Here’s an interesting piece questioning Google’s lack of improvements to the Grand Central service since acquiring it a while back. The author asks why nothing has changed with GC since the acquisition.
The trick to understanding Google’s publicity lag for GC is the core technology they use: VoIP. This technology family has not fully matured, and isn’t likely to be pervasive until somebody, Google, really figures out how to get the final frontier of datacomm applications–realtime media–OFF of traditional transmission mechanisms and ONTO the web. Up until now, VoIP and telephony have remained largely excluded from the Google party, relegated to a climate of inaction where business dictates the preservation of legacy, circuit-switched networks. End-to-end VoIP hasn’t materialized yet, so the penetration of services like Grand Central into mainstream culture has been low. That’s got folks wondering why Google is apparently just sitting on what we in the industry consider to be a gold mine.
So why hasn’t Grant Central become the showpiece many of us expected? I think I have the answer: the industry isn’t ready.
The opportunity for Google to capitalize on Grand Central might still be ahead of us, not behind us. Grand Central’s core technology is VoIP call-switching. Software is used to automate this core technology and create a very simple, very useful palette of telephony tools, mostly for directing incoming phone calls to cellphones and SIP agents such as Gizmo Project.

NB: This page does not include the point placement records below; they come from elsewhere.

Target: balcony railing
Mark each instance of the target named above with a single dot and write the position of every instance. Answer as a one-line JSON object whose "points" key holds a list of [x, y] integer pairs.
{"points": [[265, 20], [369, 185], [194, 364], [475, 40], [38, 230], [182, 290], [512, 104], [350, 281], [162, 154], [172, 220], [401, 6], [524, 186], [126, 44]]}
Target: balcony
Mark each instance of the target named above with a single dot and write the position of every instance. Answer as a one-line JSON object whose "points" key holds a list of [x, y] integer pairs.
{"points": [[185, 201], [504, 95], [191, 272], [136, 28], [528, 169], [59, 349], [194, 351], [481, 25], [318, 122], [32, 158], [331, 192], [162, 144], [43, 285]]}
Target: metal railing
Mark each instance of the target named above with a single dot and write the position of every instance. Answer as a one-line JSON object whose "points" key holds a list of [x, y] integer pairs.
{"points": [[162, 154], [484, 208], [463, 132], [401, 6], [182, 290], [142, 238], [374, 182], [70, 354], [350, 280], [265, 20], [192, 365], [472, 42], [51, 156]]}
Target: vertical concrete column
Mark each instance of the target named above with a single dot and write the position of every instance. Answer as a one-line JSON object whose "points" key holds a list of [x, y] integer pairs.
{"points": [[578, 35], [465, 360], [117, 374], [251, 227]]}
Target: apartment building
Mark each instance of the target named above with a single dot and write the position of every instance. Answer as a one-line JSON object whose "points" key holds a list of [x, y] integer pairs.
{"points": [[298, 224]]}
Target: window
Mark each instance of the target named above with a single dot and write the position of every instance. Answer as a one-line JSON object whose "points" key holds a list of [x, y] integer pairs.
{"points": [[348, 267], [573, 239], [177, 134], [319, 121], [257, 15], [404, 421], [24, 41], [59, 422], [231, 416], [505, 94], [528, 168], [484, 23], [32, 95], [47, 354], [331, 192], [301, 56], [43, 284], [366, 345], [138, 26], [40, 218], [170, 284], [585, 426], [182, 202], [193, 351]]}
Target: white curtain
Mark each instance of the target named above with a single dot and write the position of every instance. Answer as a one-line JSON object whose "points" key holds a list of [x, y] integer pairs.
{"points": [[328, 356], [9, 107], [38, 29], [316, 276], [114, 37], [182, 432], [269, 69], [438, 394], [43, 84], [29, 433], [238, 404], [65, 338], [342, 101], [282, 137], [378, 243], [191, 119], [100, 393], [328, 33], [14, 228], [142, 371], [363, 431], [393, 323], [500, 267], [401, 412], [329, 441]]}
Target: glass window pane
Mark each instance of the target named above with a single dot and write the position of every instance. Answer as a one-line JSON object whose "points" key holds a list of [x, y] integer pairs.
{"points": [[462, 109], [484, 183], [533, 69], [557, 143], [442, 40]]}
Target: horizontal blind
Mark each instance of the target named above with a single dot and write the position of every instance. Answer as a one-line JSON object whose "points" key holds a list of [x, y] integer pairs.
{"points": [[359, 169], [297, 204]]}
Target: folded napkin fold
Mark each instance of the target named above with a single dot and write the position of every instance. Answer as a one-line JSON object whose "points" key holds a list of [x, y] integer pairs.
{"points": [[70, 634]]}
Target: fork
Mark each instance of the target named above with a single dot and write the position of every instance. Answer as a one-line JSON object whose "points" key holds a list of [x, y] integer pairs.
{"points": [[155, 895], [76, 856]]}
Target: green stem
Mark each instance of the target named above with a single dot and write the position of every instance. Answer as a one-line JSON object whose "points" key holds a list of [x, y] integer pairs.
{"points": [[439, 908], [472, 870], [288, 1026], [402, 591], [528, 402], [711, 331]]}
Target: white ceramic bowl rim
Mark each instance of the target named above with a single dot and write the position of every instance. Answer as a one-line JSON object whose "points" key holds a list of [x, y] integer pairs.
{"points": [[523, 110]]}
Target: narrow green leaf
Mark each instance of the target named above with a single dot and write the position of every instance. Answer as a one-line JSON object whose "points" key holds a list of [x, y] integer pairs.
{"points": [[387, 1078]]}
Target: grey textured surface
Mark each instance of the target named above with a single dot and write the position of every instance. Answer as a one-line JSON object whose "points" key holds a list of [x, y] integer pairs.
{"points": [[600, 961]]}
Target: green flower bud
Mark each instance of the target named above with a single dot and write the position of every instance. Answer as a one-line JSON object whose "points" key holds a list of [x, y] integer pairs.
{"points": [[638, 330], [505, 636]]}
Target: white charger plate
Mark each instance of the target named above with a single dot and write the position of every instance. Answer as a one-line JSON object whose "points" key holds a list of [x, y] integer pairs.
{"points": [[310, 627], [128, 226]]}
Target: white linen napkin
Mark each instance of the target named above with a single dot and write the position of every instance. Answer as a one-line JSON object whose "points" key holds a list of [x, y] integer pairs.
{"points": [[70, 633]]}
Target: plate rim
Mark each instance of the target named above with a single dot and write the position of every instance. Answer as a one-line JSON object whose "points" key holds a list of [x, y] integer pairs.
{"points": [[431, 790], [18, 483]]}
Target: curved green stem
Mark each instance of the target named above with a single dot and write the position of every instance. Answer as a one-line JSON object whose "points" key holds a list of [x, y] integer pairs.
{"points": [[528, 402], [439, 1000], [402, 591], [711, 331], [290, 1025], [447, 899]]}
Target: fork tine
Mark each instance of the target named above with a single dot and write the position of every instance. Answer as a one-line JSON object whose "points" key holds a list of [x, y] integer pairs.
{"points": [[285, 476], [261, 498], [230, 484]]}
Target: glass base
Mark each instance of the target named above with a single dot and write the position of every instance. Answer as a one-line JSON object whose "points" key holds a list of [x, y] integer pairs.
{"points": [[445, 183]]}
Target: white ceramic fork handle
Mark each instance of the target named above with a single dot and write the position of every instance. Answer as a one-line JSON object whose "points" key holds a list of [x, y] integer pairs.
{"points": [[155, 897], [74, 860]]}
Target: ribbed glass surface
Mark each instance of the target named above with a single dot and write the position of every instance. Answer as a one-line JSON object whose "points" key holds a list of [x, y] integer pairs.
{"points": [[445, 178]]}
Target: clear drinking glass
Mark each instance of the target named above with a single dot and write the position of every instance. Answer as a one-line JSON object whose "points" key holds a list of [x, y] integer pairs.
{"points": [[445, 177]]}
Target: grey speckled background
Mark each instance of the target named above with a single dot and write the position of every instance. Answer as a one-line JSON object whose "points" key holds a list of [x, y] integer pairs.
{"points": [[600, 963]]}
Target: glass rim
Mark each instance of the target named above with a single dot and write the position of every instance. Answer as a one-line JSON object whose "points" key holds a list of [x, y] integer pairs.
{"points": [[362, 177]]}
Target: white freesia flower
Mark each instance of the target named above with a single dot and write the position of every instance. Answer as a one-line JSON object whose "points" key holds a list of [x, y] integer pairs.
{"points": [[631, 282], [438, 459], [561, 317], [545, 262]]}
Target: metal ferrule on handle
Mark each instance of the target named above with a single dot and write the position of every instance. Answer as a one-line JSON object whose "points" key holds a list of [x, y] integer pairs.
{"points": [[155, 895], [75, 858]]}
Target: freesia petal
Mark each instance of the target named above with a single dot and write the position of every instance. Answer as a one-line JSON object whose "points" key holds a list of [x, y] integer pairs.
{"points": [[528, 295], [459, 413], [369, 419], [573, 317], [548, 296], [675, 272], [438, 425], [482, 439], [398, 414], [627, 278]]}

I see Grand Central mashing up with services like searchable voicemail, language translation, Fonolo, which dials phone menus to save time, and things like SwitchVox and Fonality, which provide SIP-based telephony at the desktop. To Googlize voice, the notions of search and user-preference-driven intuition have to enter the equation, and Grand Central gives Google a means to this end. But, I say again, the industry may not be ready.
In the background, Google is doing what it can to ready the industry–making access to the network more ubiquitous, fighting regulation of currently open access mechanisms (primarily radio spectrum), and readying a path to open converged platforms via its Android mobile operating system. All the while, Google has avoided the nasty temptation to cozy up to the big phone companies, because of their affinity for the status quo.
A little success on each of these fronts could create the perfect storm for GC, just as the desire for cheap advertising and darn good searchability created the perfect storm for Google during Bubble 1.0.